Compact is one such group. It was formed by a group of friends in San Francisco who were concerned about the environmental damage of the enormous amounts of waste we generate in western societies. So they did something very radical.
They agreed to not buy any new stuff for a whole year, except for a few important items such as medicines, food and safety items. Instead, they would buy second-hand, borrow/lend, barter or make what they needed.
The idea caught on, and thousands of people have joined the Compact Yahoo Group, and Compact Groups have started around the world. People have found the freedom from consumerism to be very liberating, sometimes even helping to create new community feeling. But not everyone is impressed - some have labelled these ideas as "unAmerican" and undermining economic growth.
The Sydney Morning Herald recently (They're just not buying it, Jacqui Taffel, Oct 27-28) reviewed the efforts of several people trying to live by the Compact principles in Australia.

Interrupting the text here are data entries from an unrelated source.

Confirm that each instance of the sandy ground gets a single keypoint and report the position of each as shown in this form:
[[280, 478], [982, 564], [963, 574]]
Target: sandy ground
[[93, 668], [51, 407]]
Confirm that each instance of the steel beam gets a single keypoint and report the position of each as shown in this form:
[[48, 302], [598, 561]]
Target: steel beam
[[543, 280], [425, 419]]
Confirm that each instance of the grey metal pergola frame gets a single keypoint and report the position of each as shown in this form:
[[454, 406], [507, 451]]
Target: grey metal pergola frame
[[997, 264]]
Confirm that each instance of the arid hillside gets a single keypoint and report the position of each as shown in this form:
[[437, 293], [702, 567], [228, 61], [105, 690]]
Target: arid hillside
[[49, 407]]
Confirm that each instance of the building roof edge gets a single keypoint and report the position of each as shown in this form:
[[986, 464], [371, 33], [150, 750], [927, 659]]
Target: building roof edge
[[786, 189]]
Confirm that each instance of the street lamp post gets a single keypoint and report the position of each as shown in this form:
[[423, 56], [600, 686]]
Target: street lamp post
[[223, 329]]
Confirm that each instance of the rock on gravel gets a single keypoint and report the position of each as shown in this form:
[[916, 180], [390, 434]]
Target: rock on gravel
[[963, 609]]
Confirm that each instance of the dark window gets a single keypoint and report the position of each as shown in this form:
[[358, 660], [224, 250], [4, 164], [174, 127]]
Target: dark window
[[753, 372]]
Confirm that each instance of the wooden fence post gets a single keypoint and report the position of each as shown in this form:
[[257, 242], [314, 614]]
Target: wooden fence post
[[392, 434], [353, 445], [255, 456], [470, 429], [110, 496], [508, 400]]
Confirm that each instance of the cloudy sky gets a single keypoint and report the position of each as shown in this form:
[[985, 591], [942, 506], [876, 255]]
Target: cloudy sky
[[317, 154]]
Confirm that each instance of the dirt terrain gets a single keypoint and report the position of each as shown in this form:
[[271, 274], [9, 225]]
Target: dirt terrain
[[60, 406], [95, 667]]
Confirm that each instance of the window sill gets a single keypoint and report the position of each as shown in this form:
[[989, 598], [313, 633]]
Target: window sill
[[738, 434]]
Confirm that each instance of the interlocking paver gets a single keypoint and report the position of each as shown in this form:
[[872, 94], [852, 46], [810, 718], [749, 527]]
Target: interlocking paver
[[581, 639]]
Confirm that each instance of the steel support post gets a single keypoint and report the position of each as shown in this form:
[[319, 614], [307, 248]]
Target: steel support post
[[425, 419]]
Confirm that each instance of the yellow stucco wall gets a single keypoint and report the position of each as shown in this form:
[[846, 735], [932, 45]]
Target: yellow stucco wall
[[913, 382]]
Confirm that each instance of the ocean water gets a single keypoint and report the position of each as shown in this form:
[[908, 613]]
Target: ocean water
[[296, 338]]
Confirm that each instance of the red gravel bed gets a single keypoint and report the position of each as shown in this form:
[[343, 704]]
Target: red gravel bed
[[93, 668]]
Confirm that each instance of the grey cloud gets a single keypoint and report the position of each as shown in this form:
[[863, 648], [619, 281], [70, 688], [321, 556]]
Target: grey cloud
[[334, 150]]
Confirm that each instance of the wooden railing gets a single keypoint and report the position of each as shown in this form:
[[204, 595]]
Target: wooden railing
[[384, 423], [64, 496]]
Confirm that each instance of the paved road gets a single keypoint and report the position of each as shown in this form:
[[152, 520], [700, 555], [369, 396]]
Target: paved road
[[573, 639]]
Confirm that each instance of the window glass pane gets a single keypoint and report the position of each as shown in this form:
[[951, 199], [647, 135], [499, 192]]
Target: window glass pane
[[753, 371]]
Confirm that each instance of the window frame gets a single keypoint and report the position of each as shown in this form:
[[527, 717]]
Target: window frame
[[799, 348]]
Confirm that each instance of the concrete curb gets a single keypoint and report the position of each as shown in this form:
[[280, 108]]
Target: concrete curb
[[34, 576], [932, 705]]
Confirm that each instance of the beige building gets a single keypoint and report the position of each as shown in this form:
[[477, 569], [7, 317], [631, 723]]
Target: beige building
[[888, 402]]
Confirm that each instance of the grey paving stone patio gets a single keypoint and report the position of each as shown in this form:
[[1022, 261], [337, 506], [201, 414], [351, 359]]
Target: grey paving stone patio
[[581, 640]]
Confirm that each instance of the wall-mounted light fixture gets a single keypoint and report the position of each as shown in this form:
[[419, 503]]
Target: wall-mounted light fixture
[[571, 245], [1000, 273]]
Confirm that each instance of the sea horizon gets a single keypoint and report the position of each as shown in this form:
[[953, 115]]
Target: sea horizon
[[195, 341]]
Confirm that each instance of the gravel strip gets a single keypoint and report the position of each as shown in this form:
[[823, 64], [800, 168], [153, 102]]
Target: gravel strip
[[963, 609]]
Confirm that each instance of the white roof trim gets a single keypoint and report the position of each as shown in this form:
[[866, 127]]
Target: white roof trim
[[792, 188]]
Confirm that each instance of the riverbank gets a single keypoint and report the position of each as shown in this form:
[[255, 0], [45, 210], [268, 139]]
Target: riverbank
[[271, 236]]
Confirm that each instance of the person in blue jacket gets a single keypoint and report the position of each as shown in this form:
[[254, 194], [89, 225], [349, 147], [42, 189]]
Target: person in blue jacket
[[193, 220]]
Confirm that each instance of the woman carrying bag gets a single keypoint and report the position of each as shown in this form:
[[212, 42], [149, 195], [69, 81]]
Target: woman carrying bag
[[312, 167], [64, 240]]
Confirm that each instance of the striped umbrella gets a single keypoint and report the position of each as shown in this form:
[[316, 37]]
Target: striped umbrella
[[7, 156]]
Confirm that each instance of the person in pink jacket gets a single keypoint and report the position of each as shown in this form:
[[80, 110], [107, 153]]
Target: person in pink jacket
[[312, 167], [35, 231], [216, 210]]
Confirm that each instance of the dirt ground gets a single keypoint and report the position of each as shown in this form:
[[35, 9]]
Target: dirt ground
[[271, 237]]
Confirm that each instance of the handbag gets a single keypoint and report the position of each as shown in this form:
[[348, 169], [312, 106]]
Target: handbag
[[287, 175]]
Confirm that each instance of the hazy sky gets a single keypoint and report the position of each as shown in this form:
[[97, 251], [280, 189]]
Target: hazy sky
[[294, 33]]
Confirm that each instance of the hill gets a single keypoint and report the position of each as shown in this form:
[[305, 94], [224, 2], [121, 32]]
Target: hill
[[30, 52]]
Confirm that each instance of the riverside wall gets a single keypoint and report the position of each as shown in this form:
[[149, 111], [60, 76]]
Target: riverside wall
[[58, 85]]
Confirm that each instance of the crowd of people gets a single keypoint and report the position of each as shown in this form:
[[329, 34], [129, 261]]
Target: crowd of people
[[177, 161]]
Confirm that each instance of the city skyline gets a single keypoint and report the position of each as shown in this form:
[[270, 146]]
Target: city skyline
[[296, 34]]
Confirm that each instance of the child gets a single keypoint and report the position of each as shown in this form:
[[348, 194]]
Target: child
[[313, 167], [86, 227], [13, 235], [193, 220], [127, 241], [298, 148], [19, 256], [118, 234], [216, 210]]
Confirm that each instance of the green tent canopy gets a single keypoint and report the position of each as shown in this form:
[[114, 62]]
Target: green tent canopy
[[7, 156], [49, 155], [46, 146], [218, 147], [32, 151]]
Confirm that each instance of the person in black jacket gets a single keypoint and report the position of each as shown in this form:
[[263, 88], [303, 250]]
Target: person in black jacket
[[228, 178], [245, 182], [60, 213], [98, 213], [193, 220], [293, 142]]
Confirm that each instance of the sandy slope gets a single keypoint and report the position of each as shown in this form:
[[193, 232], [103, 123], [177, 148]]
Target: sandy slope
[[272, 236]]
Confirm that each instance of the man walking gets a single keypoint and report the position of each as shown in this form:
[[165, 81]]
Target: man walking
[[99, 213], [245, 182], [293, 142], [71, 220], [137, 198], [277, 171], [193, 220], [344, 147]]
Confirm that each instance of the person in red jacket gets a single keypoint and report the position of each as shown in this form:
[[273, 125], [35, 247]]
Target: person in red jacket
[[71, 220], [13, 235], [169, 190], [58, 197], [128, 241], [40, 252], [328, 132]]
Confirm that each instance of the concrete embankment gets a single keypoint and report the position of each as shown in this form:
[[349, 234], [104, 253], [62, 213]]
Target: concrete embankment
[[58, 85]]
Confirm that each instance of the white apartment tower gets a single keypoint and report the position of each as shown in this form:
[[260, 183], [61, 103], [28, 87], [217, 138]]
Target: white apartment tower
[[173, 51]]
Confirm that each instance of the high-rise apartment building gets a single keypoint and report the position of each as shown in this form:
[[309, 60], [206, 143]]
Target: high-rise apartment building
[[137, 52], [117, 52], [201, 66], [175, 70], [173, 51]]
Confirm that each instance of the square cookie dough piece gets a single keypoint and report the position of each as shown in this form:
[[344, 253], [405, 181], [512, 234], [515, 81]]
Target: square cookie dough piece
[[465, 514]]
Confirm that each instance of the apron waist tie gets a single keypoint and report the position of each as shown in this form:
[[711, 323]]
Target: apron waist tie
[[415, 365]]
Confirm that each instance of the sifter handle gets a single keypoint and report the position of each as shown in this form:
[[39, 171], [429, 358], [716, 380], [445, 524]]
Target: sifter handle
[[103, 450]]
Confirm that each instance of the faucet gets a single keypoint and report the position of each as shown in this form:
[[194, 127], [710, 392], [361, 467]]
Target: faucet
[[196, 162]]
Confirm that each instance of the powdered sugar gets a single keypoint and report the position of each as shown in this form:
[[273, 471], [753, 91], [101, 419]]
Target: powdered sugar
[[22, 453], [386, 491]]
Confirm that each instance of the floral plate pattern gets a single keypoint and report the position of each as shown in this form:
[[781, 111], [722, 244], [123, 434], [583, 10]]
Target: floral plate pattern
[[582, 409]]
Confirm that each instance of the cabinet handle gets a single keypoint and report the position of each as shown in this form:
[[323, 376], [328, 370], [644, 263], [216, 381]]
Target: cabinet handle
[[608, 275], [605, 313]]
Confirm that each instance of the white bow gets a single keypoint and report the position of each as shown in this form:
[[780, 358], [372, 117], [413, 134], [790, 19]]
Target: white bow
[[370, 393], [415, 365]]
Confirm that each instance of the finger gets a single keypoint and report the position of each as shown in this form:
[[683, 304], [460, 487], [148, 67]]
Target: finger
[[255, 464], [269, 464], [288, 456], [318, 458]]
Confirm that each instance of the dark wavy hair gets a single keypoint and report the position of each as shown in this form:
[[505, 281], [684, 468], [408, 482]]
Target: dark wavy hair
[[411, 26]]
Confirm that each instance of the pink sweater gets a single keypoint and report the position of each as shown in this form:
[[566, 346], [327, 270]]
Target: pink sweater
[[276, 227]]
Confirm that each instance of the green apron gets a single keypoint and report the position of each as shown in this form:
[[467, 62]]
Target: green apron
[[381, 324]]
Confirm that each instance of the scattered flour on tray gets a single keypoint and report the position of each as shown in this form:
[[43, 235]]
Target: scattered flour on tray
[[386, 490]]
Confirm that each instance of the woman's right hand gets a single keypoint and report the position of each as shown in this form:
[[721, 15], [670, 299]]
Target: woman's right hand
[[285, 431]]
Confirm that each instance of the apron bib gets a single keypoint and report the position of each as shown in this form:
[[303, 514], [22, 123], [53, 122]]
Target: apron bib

It seems that not everyone is able to keep it up, and some live by less stringent principles. But as with the original San Fransisco group, most do not miss the products they are doing without, and feel positive about the idea.
One said: "It made me think about what is our purpose - is it just to go and buy stuff? And I don't think I've worked that out yet."
I find it ironic that America is at the same time both the world's strongest exponent of capitalism, and supposedly the world's most christian nation. Yet Jesus warned against excessive consumption: ".... guard yourselves from all kinds of greed, because a man's true life is not made up of the things he owns, no matter how rich he may be." (Luke 12:13).
What do you think? Do we consume too much? Have we been conned by advertising to do what doesn't make us more fulfilled and happy? What can/should we do about it? Do we need to go to such lengths, or is there a more moderate approach to resisting consumerism?